Dönüştüren Kadınlar  etkinliğinin menüsünü oluşturan,  Geleceksel Gıda ve Beslenme Tasarımcısı, Dyt. Elvan Odabaşı’na kulak verelim; 

Geleceğini dönüştür! Tabağındaki tercih ettiğin besinler sadece seni etkilemiyor, Dünyaya da bir iz bırakıyor. Bugün tabağına aldığın her fazladan gıdayı ihtiyacından fazla tükettiğin için ya sağlığını israf etmene ya da o gıdayı tabakta bırakıp gıdayı israf etmene sebebiyet veriyor.  Gerçekten ne kadar gıdaya ihtiyacın olduğunu öğren! Bilinçli ve “yeterini” bilen bir insana dönüşüyor olman. Dünyada hem açlığa hem obeziteye hem de kronik hastalıkların yükünü hafifletmeye çözüm olacak unutma!

Yani çözüm SENsin,
Çözüm tabağındaki tercihler,
Yediğin her lokmaya saygı duy,
Doğanın sana bonkörce armağan ettiklerini tanı ve bunun için ŞÜKRET,

Ve unutma gıda asla bir çöp değildir,
Çöpe gıda atma,
Fazlasını alma,
Sapını, kabuğunu, çekirdeğini, yapraklarını bile kullanabilirsin,
Böylelikle gıdaya ikinci bir hayat vermiş olursun,
Değerlendiremediklerinle kompost yapıp ve hayata yeniden katılmalarını sağlayabilirsin….

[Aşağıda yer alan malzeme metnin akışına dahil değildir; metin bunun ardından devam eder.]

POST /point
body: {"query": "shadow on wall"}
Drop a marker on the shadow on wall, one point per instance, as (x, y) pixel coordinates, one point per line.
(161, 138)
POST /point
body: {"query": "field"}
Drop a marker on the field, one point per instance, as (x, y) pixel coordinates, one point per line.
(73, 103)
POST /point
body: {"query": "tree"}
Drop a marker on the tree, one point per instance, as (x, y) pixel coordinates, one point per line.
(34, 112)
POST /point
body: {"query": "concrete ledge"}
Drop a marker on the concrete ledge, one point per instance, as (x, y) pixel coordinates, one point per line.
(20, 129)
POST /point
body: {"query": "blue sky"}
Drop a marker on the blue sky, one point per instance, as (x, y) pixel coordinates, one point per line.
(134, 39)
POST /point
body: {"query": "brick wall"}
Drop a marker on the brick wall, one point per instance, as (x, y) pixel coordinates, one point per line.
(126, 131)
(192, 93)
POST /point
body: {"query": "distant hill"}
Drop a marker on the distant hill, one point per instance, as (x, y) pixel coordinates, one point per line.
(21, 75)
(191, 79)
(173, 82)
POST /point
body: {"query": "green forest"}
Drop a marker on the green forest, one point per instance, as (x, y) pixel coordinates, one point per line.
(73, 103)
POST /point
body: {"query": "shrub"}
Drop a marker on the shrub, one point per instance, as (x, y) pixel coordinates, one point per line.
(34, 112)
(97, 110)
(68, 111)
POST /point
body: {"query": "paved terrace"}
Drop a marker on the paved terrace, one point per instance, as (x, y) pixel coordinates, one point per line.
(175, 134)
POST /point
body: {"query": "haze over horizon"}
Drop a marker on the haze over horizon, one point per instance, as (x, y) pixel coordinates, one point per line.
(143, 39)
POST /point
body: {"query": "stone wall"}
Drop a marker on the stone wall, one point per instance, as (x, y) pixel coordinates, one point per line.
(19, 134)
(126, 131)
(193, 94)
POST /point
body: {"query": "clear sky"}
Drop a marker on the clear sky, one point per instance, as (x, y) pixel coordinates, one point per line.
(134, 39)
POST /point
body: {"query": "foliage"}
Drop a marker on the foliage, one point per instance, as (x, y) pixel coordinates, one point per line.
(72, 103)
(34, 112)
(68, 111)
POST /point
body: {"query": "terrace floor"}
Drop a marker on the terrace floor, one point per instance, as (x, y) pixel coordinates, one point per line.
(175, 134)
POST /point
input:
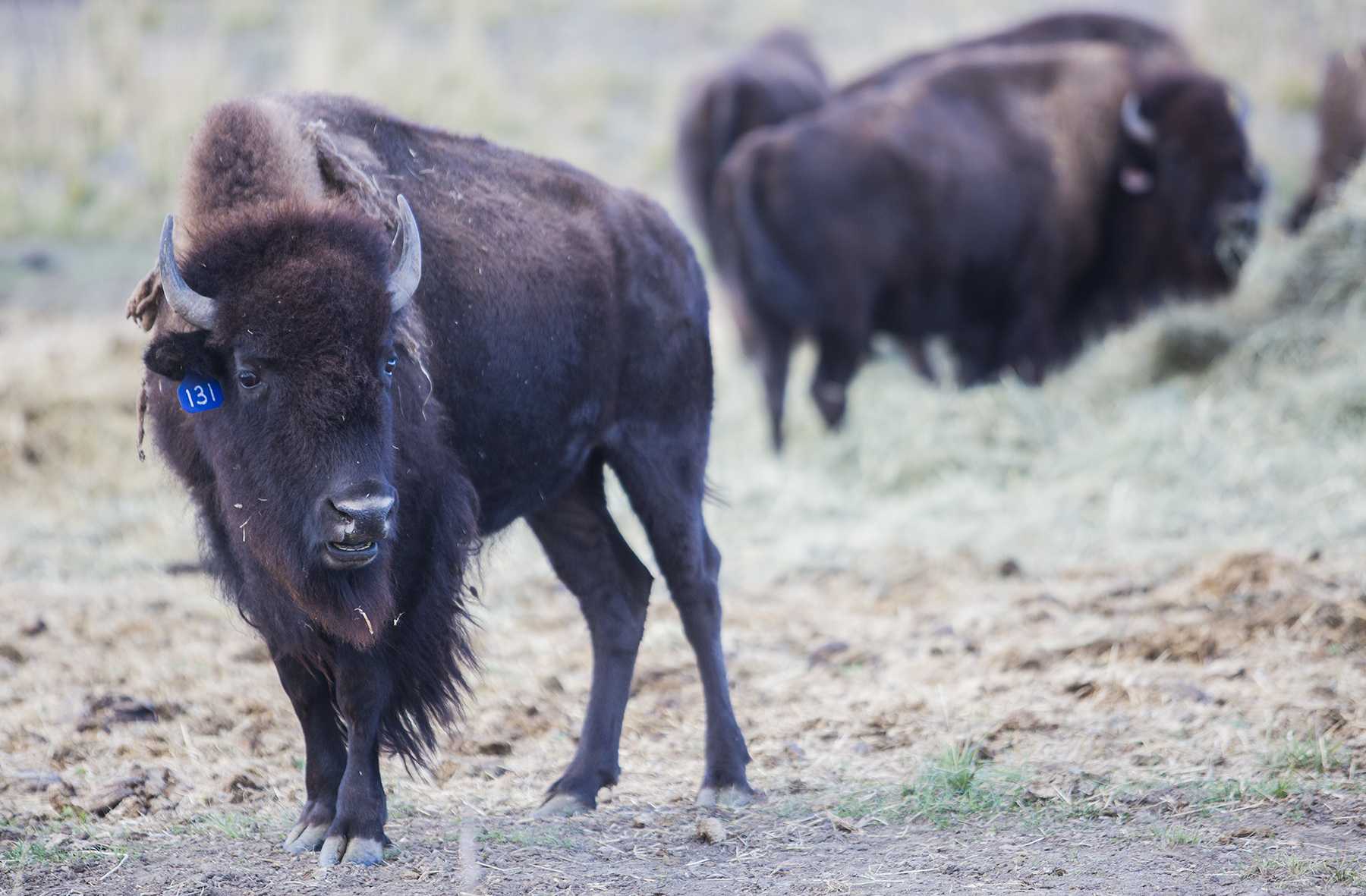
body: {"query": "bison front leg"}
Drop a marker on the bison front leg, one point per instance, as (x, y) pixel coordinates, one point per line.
(357, 831)
(310, 693)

Gıdana duyacağın SAYGI geleceği dönüştürecek unutma,
Ve gıdayı paylaşmanın iyileştirici ve zenginleştirici gücünü de asla unutma…

*Dyt.Elvan Odabaşı 


2 Yorumlar

  1. Merhabalar.
    Ne güzel ve ne kadar faydalı bir platforma katılmışsınız. Tebrik ederim. Çöpe atılacak şeylerin dışında hiçbir şeyimizi zayi etmeyiz. Gıda maddelerini de özenle koruruz ve böylece çöpe gitmesini engellemiş oluruz. İhata duvarlarının üzerindeki demir korkuluklara naylon poşet içinde asılı ekmekleri görünce çok canım sıkılır. Ekmek ucuz bir şey değil ki, yazık değil mi, neden ekmeği o hale getiriyorsunuz. Bugün halk ekmek 5,00 TL. Normal fırın ekmeği 7,00 TL.

    Bir de kedi ve köpekler yesin diye kaldırımlara yemek artıkları balık artıkları, tavuk eti artıkları vb. benzeri şeyleri döküyorlar ya hiç hoş olmadığı gibi medenice de değil.

    Atık yağları asla çöpe dökmeyiz. Tekrar orijinal kendi plastik yağ şişesine plastik bir huni ile boşaltıp, görevlilere teslim ederiz. Ancak, çok fazla kağıt atığımız olmadığı için, olanları da normal çöpe dökmek zorunda kalıyoruz.

    Bu toplantıları aslında çöplerini ayrıştırmayan, israf eden bilinçsiz vatandaşlarımızın olduğu yerlerde de yapmak lazım. Ankara'dan o kadar çok ilçe adı verebilirim ki, örneğin en yakından tanıdığım ve bildiğim iki ilçe, Sincan ve Keçiören.

    Bu enflasyon ve hayat pahalılığına rağmen çöpe gidenlerde değişen hiçbir şey olmadı sanıyorum. İsraf yine diz boyu devam ediyor...
    Selam ve saygılarımla.

    YanıtlaSil
    Yanıtlar
    1. Recep Bey değerli yorumunuz için çok teşekkür ediyorum.
      Bilinçlenmek ve farkındalık çok mühim bir mevzu.